- 850,000 people are estimated to be living with dementia in the UK.
- Globally, the numbers of people living with dementia will increase from 50m in 2018 to 152m in 2050, a 204% increase.
- One in three people born in the UK this year will develop dementia in their lifetime.
- The current cost of dementia in the UK is £26bn.
Syncona is helping us make breakthroughs possible for people with dementia
The ongoing, generous support of the Syncona Foundation has helped us bring about a step-change in the dementia research landscape by investing in key initiatives such as:
- Our Drug Discovery Alliance, which unites three dedicated Drug Discovery Institutes, all working to translate new findings from academic research into potential treatments as quickly as possible. Across all three Institutes they are currently working on 21 potential new treatments for the diseases that cause dementia.
- Our Early Detection of Neurodegenerative diseases initiative, aimed at radically improving the early detection of the diseases that cause dementia. This groundbreaking project aims to develop an inexpensive, easy-to-use device that can detect a disease like Alzheimer’s 10-15 years earlier than we can today.
- The UK Dementia Research Institute, a world-leading institute, made up of hundreds of world-class scientists across Institutes in England, Scotland and Wales. These experts are working on programmes focused on understanding the diseases that cause dementia, looking for ways to detect and tackle disease processes, and unraveling the factors that affect our risk.
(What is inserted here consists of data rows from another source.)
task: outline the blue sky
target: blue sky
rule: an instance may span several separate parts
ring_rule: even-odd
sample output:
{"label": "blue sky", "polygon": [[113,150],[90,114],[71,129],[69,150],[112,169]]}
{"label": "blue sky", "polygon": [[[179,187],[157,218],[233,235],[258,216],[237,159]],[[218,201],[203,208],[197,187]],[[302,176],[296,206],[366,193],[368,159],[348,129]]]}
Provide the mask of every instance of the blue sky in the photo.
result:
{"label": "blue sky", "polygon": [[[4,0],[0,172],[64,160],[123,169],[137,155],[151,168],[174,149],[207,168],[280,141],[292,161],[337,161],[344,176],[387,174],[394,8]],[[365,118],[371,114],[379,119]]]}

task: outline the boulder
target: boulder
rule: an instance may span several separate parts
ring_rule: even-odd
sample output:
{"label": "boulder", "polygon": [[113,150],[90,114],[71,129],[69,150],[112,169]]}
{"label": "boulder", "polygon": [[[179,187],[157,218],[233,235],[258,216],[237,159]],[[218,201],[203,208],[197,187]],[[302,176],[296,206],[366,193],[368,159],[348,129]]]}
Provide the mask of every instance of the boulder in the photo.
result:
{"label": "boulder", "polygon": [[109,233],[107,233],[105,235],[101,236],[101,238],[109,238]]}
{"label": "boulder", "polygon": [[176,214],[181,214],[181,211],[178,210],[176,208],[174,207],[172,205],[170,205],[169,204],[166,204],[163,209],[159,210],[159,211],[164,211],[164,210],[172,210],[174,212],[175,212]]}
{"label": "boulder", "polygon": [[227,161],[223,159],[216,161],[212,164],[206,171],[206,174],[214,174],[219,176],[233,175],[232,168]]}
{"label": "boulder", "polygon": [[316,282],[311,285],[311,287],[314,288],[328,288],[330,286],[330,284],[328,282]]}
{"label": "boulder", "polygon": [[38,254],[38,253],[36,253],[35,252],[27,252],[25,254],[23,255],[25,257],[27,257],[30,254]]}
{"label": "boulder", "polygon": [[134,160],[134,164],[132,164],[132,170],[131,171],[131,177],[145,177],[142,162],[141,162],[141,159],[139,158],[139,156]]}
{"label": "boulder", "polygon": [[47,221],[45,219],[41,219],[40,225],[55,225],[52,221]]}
- Our annual Research Conference, which brings together scientists from across dementia research to share the latest ideas and forge new collaborations. In 2020, the conference moved online, with over 263 contributors getting involved, ensuring worldwide knowledge in dementia science continued to grow.
Testimonials – the power of dementia research
Former management consultant Shaheen Larrieux has experienced the heartbreak of dementia first-hand. Her mother, Hosna, was 54 years old when Shaheen first noticed something was wrong. Hosna had begun to act out of character, struggling to undertake her usual work for the family accountancy business and behaving oddly.
Several years later, Shaheen noticed her father start to change too. Both were developing dementia.
“When I look back, I can clearly see how the disease started with changes in Mum’s behaviour. It started out with a lot of aggression and socially inappropriate behaviour, but at first no-one attributed it to a medical issue. It was a long hard struggle to understand that Mum has a degenerative brain disease, and it’s heart breaking to know that there are no treatments that could help her or my dad.
We must develop effective new treatments for all forms of dementia to stop this devastation for other families.”